Convert HTML to Text(转载)
原文地址:http://www.blackbeltcoder.com/Articles/strings/convert-html-to-text

Introduction
Recently, I wrote an article that presented code to convert plain text to HTML. So it occurred to me that it might be useful to publish some code that does the opposite: convert HTML to plain text.
Any application that extracts information from web pages will need to deal with HTML. For these applications, a conversion is required if you want to produce plain text. This conversion includes removing HTML tags, stripping tag content that isn't readable text (from tags such as <script>), and removing excess whitespace.

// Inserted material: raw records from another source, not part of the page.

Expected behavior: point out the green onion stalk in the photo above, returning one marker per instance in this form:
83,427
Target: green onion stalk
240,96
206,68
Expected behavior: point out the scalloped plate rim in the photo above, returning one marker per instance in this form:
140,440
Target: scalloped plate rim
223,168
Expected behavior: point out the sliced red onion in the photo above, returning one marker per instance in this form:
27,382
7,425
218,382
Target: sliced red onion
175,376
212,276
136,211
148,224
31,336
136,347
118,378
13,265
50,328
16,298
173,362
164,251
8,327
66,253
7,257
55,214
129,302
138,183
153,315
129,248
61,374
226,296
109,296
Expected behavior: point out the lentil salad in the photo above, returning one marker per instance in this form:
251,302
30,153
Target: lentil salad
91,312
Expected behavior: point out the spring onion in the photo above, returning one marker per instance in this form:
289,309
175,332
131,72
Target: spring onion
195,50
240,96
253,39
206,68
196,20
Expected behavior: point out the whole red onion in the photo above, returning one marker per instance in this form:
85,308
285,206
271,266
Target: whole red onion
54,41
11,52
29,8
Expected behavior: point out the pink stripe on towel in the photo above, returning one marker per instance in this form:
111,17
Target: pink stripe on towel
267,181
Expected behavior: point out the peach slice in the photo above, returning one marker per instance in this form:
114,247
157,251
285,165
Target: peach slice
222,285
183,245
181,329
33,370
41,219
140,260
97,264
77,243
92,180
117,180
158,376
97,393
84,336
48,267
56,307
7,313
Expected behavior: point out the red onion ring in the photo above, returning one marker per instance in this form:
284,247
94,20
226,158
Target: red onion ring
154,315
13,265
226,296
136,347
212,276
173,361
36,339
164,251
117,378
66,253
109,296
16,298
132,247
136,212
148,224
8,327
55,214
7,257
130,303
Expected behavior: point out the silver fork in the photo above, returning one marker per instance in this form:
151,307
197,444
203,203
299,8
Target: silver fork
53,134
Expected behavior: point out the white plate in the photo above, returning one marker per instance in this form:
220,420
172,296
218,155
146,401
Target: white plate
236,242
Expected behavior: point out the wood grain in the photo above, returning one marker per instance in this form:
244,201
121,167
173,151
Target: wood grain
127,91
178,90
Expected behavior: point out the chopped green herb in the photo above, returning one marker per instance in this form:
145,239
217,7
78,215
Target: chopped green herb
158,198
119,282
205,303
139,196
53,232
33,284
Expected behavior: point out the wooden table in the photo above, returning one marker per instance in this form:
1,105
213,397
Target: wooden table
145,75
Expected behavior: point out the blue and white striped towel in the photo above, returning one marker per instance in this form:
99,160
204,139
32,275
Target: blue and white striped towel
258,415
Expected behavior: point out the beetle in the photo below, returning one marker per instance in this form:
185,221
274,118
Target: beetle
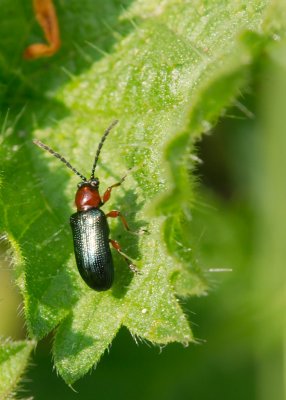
89,225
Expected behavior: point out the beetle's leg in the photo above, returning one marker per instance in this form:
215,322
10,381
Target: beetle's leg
107,193
115,214
128,260
47,18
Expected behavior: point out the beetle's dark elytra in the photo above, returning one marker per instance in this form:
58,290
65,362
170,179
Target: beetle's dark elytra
89,225
91,246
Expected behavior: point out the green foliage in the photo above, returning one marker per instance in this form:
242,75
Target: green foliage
13,361
166,72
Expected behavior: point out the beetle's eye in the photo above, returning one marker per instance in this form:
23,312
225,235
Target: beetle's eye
95,182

For the most part, this conversion is pretty simple. However, I'll discuss a few issues I ran into that made it a little more complicated.
The HtmlToText Class
Listing 1 shows my HtmlToText class. This class contains a single public method, Convert(), which converts HTML to plain text. This method loops through each character in the input text and performs the translation as it goes.

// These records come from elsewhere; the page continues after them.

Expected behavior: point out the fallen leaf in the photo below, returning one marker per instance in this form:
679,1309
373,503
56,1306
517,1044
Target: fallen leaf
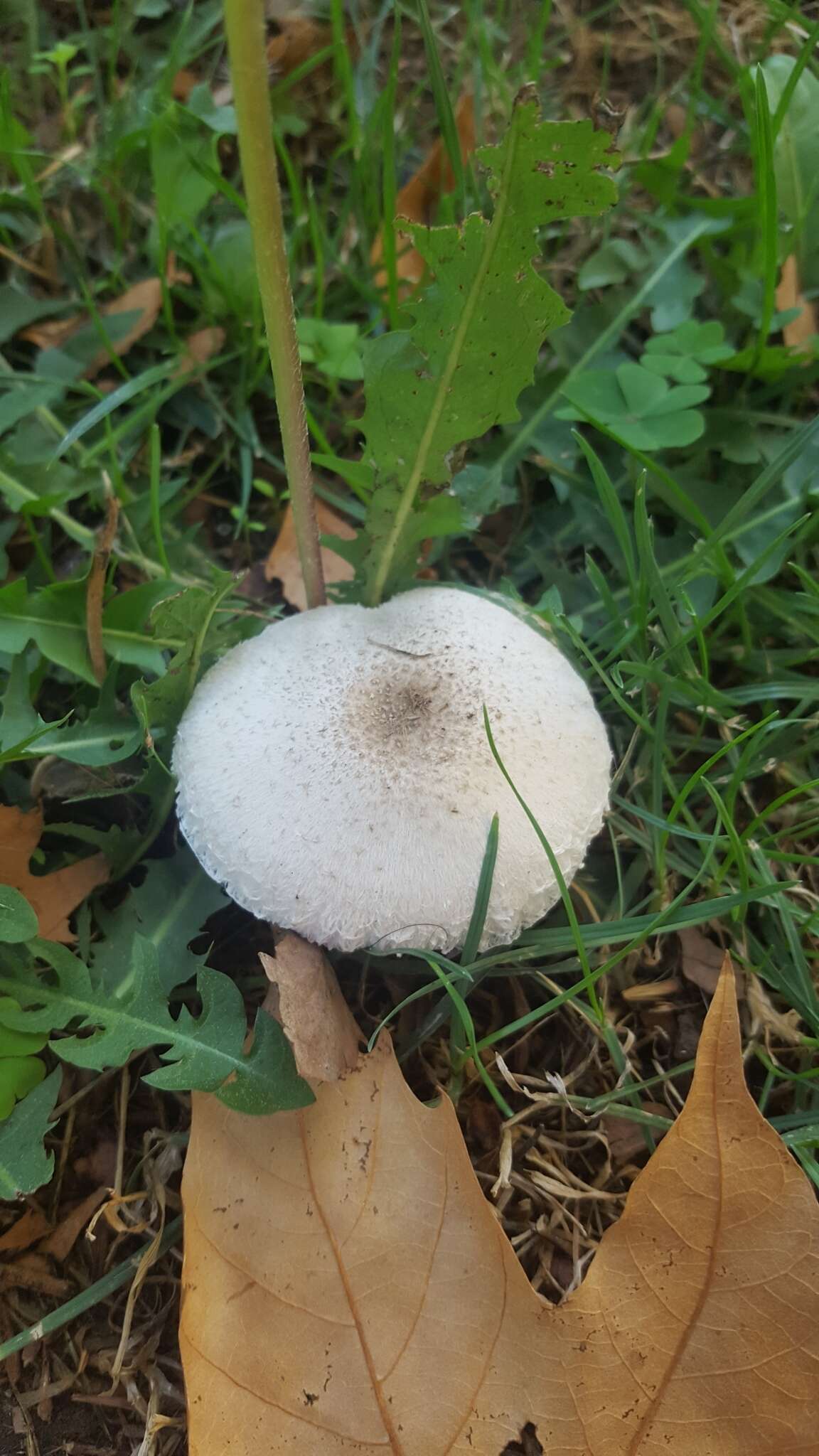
348,1289
801,332
298,41
34,1271
141,299
31,1226
311,1008
283,561
53,896
420,196
63,1238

If it encounters an HTML tag, the code starts by parsing the tag from the input. Special handling is included for the <body> and<pre> tags. This method works fine with HTML that does not include a <body> tag. But, if it encounters one, it goes ahead and discards any data that came before it. In my testing, there is no point trying to extract useful text from outside the <body> tags.

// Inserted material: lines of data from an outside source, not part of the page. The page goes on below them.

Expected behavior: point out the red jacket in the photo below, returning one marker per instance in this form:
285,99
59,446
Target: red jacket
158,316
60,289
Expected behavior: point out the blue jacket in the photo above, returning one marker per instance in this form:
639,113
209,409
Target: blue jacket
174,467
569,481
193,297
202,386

Normally, the method will discard excess whitespace characters just as Web browsers do. However, if the code encounters a<pre> (preformatted) tag, then it changes mode and no whitespace is removed while in preformatted mode.
Next, the code looks up the tag in the _tags dictionary. This dictionary contains a list of tags and text that should replace them. For example, since <p> (paragraph) tags separate enclosed text from the surrounding text, the replacement text for both <p> and</p> is a new line. (Note that the parser is happy with just "\n" as a newline). By placing this information in a table this way, it is very easy to customize the translations without changing the code.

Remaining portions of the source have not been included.